Mystery games need to make you feel like a detective, rather than an audience member. This, in my view, is where Persona 4: Golden misses the mark. While its murder mystery concept has the potential to occupy one’s curiosity, the way in which the game handles the unraveling of its mystery dismantles this potential entirely. The only way you’re able to uncover more about the murders in the game’s small-town setting is to advance its linear story until it makes narrative sense for the writers to dole out the next clue. This makes me feel like I’m an outsider watching the beats of a predetermined story, effectively destroying my sense of immersion as a player. On the other hand, experiences like Curse of the Golden Idol, Return of the Obra Dinn, and – to a lesser extent – Detective Grimoire: Secret of the Swamp, enhance immersion by facilitating the experience of thinking like a detective in order to solve the mysteries at the heart of their stories for yourself. Thus, these games are very hard to put down. Even when you take a break from your screen, you’re pondering various clues and how they might fit together. Especially when I played Idol and Obra Dinn, I could not wait to get back to my computer to try out a new combination of clues and/or puzzle over the motivations of a newly introduced character. 

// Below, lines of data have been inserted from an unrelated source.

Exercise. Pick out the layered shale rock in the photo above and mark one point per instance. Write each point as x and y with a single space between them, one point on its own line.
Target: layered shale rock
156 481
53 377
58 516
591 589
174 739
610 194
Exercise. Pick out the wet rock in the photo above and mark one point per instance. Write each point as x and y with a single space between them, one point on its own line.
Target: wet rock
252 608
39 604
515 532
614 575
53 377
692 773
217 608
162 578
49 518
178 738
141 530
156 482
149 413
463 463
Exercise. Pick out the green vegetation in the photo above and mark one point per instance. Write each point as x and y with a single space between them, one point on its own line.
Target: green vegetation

Runner games need to feel amazing. Go play Lonely Mountains: Downhill. You’ll race time and maybe strive to get new bike parts or outfits, but in your heart you’ll just keep wanting to rip down mountains and try new shortcuts to see if you can pull them off. It’s because mountain biking in the game – pedaling and braking, drifting into a hairpin turn, landing from a gnarly crag jump – just feels great. Mario, modern Zelda games (Breath of the Wild & Tears of the Kingdom), and Elden Ring are also all runners in their own ways. Mario because it feels amazing to platform and jump. The modern Zeldas because of just how good it feels to traverse their open worlds, and Elden Ring because of its tight and impactful combat mechanics born from a lineage of FromSoftware staples. There are more to these games than their controls, but it is their controls that facilitate immersion and give us the warm and fuzzies. 

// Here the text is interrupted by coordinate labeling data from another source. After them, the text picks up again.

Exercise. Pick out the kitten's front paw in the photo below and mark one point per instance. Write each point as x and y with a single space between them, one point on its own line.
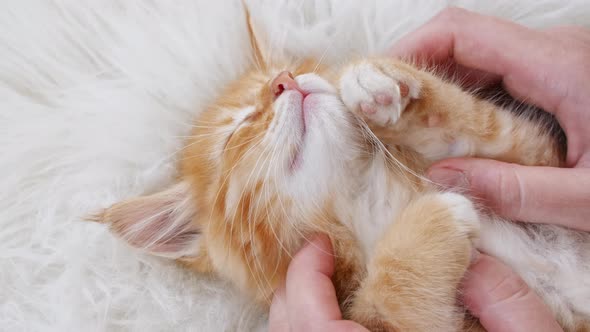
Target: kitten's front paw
379 95
464 215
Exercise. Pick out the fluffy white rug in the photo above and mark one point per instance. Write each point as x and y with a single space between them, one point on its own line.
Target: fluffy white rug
95 98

Now, let’s look back on Persona 4: Golden, a game that attempts to be both a mystery and a builder. Its mystery is unraveled through a controlled linear story, robbing the player of the immersive detective experience that mystery games should provide. Meanwhile, as a builder, 4: Golden feels disorienting and monotonous. The promise of leveling up Personas is undermined by how much stronger the fusion process can create them in a much shorter period of time, and the idea of advancing social links between characters competes with what story beats you as a player would rather see. While it might be more strategic for me to go to basketball practice because I have many Personas of the Strength Arcana in my current party, I would rather go to drama club to see how my relationship with my romantic interest Yumi might advance. Where does this leave me? Stressed and unsatisfied regardless of which decision I make, feeling like I’ve left something on the table.

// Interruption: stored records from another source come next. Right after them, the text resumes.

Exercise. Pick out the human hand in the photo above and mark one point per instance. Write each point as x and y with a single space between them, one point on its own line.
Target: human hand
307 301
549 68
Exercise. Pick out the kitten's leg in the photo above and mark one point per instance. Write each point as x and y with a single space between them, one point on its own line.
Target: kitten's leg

We all have different definitions of what makes us excited to invest time in a game, and that’s what is so fascinating about games as both conductors and conveyors of expression. Next time you excitedly load up a save file or fret about why a certain entry into a franchise isn’t grabbing you the way its predecessors did, I encourage you to think about the categories I presented here, what you might add to their descriptions, and what – in your mind – was left out of this particular taxonomy. 

Bottom line: the more we think about the games we love – and, for that matter, the ones we dislike – the more chances we have to get to know ourselves. And that’s special.